Heat Weighted Load Balancing

Scylla 2.0’s New Feature in-depth: Heat Weighted Load Balancing

With time, a Scylla cluster adapts to an application’s behavior. Given a steady read-mostly workload, after an initial warm-up period, all nodes will have their caches populated with a working set, and the workload will see a certain cache hit rate and enjoy a certain performance level (throughput and latency).

In this post, we consider what happens if one of the nodes loses its cache. This is not an uncommon event: It happens, for example, during rolling upgrades when individual nodes are rebooted while the entire cluster remains operational and expected to continue to perform well. But as we shall show below, balancing the work naively among the nodes can result in overloading of the cold nodes (those with empty caches) and degraded performance of the entire cluster – especially noticeable as increased latency. In addition to understanding the problem, we will also present a solution – heat-weighted load balancing, a new feature of Scylla 2.0.
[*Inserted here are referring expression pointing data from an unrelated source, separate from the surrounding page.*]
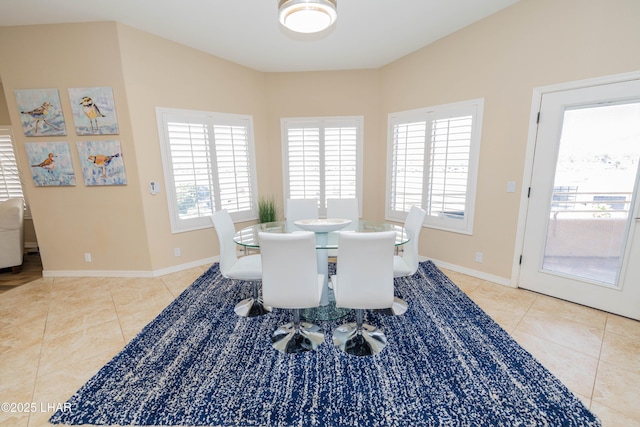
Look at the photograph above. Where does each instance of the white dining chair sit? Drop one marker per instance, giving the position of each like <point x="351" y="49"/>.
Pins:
<point x="298" y="209"/>
<point x="290" y="280"/>
<point x="247" y="268"/>
<point x="364" y="280"/>
<point x="407" y="263"/>
<point x="343" y="209"/>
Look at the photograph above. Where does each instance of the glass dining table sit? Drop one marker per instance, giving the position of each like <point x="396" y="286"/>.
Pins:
<point x="248" y="237"/>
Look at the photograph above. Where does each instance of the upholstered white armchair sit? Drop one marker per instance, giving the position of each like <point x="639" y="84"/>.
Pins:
<point x="11" y="234"/>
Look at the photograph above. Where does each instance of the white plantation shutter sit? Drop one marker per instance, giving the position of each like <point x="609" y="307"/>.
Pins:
<point x="304" y="162"/>
<point x="341" y="162"/>
<point x="432" y="163"/>
<point x="322" y="159"/>
<point x="10" y="184"/>
<point x="407" y="163"/>
<point x="209" y="165"/>
<point x="449" y="166"/>
<point x="192" y="169"/>
<point x="233" y="160"/>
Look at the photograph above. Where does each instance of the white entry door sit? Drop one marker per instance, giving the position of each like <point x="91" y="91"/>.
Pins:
<point x="582" y="234"/>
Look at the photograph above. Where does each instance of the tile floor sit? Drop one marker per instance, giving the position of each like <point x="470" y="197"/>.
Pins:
<point x="56" y="333"/>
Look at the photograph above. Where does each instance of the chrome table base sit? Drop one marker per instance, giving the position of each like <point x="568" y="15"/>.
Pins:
<point x="251" y="307"/>
<point x="291" y="339"/>
<point x="364" y="341"/>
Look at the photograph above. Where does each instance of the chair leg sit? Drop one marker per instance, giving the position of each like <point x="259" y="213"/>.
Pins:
<point x="297" y="336"/>
<point x="358" y="338"/>
<point x="252" y="307"/>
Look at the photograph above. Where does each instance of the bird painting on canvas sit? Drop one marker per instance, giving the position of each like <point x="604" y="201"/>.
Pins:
<point x="39" y="114"/>
<point x="49" y="163"/>
<point x="91" y="110"/>
<point x="101" y="161"/>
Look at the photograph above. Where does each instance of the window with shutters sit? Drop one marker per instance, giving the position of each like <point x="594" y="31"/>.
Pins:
<point x="322" y="158"/>
<point x="209" y="165"/>
<point x="433" y="163"/>
<point x="10" y="183"/>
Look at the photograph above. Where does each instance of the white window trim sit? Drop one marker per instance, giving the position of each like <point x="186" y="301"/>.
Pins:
<point x="429" y="114"/>
<point x="9" y="166"/>
<point x="183" y="225"/>
<point x="324" y="122"/>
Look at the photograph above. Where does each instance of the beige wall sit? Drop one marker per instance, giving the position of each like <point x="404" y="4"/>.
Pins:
<point x="69" y="221"/>
<point x="500" y="59"/>
<point x="4" y="110"/>
<point x="160" y="73"/>
<point x="320" y="94"/>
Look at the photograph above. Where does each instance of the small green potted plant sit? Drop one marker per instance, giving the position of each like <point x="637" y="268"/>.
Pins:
<point x="267" y="210"/>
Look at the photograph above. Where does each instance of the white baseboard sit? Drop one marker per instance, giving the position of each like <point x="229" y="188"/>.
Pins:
<point x="30" y="245"/>
<point x="208" y="261"/>
<point x="470" y="272"/>
<point x="129" y="273"/>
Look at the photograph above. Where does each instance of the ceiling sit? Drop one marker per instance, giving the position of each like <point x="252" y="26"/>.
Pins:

To make a long story short, heat-weighted load balancing gives cold nodes less work. But the devil is in the details: Exactly how much work should we give each node? How do we do this when a consistency level greater than one requires giving work to more than one node? How can we rebalance the load after the token-aware driver already divides the requests evenly between coordinator nodes? And how do we rebalance this load without overwhelming the network with forwarded requests? We will survey very briefly some of these details and then present experimental results which demonstrate that heat-weighted load balancing achieves its goal of keeping the latency low even when a node is rebooted.

Seeing the problem

So let’s start by looking at what happens to a cluster’s performance today without heat-weighted load balancing when one of the nodes restarts with an empty cache. We set up a three-node cluster with data and a certain read workload with the consistency level set to QUORUM. Let’s take a look in Graphana and observe the results.

If we look the cache hit ratio (cache hits per request) on all three nodes, all of them start around 0.8 until one of the nodes (shown by the yellow line) restarts and has a cache hit ratio of 0. The cache hit ratio will then begins to gradually increase as requests continue to arrive at the cold node and warm up its cache. About 10 minutes later, the cold node’s caches fill up just as they were before the reboot.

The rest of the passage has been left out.